Overview

Clinical Phenotype: Hyperlipoproteinemia Type IIa
Position: (GRCh38/hg38):Chr19:44907759 G>C
Position: (GRCh37/hg19):Chr19:45411016 G>C
Transcript: NM_000041; ENSG00000130203
dbSNP ID: NA
Coding/Non-Coding: Non-Coding
DNA Change: Substitution
Expected RNA Consequence: Splicing Alteration
Expected Protein Consequence: Deletion
Reference Isoform: APOE Isoform 1
Genomic Region: Intron 2

Findings

This variant was identified in a French patient in a cohort of nearly 6,000 unrelated individuals with primary dyslipidemia (Abou Khalil et al., 2022). The carrier had elevated low-density lipoprotein (LDL) cholesterol in blood and was diagnosed with autosomal dominant hypercholesterolemia, also known as hyperlipoproteinemia type IIa (HLPP2a). They did not carry mutations in the genes most commonly associated with HLPP2a—LDLR, PCSK9, APOB—and their weighted polygenic risk score was low (decile II), indicating a strong probability of the disease being due to a single gene. Their APOE genotype was APOE3/E4.

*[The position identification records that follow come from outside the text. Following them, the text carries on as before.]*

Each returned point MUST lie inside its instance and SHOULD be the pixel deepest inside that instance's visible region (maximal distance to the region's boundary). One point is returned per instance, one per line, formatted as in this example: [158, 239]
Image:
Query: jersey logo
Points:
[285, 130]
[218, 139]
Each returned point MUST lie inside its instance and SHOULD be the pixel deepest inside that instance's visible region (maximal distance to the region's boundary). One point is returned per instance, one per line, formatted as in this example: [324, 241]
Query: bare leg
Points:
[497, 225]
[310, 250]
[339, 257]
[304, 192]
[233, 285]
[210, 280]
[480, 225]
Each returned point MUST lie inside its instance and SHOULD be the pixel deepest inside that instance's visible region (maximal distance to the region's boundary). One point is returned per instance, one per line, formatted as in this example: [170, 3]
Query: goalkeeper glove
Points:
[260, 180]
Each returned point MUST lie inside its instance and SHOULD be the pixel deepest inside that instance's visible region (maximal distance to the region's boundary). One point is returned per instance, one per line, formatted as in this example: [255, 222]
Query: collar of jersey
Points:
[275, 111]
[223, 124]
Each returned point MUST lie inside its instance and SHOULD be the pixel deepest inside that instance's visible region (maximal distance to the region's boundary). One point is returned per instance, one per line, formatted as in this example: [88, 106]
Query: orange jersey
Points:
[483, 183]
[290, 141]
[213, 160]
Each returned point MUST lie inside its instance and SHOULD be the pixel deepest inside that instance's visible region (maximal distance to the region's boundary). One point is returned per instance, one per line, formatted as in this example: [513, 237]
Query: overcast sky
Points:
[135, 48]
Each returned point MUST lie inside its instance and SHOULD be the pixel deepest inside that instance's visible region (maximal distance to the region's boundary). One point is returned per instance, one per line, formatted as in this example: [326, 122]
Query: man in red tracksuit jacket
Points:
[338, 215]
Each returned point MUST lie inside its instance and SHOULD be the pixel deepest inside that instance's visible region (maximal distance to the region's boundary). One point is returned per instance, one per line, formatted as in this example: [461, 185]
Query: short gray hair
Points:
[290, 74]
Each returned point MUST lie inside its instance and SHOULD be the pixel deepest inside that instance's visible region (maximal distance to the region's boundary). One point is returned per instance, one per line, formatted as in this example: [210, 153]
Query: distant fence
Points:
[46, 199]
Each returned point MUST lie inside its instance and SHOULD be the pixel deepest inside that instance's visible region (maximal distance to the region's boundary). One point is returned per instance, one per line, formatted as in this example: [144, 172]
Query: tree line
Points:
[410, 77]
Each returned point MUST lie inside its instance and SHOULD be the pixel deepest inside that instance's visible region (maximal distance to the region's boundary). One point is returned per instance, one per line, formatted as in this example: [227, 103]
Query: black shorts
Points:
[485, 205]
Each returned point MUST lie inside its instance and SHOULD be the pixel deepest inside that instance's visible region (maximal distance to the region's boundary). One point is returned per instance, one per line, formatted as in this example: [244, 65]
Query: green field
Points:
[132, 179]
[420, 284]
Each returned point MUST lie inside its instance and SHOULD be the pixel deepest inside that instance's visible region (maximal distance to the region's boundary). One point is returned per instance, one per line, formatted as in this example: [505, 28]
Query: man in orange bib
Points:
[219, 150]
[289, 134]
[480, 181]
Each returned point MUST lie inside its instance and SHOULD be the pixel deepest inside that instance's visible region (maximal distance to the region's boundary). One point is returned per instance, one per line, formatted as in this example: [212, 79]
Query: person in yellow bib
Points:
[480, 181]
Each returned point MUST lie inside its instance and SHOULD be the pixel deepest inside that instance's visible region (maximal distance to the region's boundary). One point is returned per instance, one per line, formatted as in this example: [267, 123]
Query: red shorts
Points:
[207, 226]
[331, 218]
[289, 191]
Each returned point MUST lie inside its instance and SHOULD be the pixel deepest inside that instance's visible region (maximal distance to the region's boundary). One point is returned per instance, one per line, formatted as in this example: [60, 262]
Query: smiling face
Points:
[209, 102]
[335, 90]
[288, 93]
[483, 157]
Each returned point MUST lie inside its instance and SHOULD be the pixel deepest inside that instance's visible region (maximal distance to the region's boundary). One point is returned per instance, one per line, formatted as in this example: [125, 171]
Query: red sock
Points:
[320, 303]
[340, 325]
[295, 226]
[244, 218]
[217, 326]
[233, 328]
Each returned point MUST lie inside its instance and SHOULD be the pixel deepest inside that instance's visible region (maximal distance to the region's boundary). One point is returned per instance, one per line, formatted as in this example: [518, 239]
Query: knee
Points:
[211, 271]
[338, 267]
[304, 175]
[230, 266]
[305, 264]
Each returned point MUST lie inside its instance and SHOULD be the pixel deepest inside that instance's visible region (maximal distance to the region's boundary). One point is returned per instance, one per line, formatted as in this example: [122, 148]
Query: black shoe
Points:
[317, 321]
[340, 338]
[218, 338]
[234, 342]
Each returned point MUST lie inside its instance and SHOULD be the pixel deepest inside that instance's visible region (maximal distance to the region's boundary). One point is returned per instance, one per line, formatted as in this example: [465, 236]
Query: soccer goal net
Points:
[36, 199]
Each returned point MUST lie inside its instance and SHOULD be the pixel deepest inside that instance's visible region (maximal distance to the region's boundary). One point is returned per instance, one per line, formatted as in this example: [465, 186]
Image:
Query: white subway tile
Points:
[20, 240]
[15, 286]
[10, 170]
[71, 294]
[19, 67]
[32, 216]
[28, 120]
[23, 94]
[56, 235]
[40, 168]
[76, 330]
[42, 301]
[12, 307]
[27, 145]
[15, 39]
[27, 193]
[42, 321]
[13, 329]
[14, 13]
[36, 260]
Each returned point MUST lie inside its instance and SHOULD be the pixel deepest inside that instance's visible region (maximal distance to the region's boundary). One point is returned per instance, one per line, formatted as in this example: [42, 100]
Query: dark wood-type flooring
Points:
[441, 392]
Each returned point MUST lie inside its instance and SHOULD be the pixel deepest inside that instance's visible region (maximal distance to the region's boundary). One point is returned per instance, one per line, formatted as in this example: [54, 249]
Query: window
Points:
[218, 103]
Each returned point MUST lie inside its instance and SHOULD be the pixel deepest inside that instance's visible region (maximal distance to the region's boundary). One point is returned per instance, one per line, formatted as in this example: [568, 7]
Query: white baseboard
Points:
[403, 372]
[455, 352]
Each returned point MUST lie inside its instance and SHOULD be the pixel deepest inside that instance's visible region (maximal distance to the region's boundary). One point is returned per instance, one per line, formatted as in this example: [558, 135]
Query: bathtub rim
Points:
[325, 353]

The variant was absent from the gnomAD variant database.

Biological Effect

The biological effect of this variant is unknown, but it is predicted to destroy the intron 2 acceptor splice site which could lead to skipping of exon 2 or other splicing alterations (Abou Khalil et al., 2022). Consistently, the computational algorithm Mutation Taster predicted it is disease-causing, and its PHRED-scaled CADD score (33), which integrates diverse information in silico, was well above 20, suggesting a deleterious effect.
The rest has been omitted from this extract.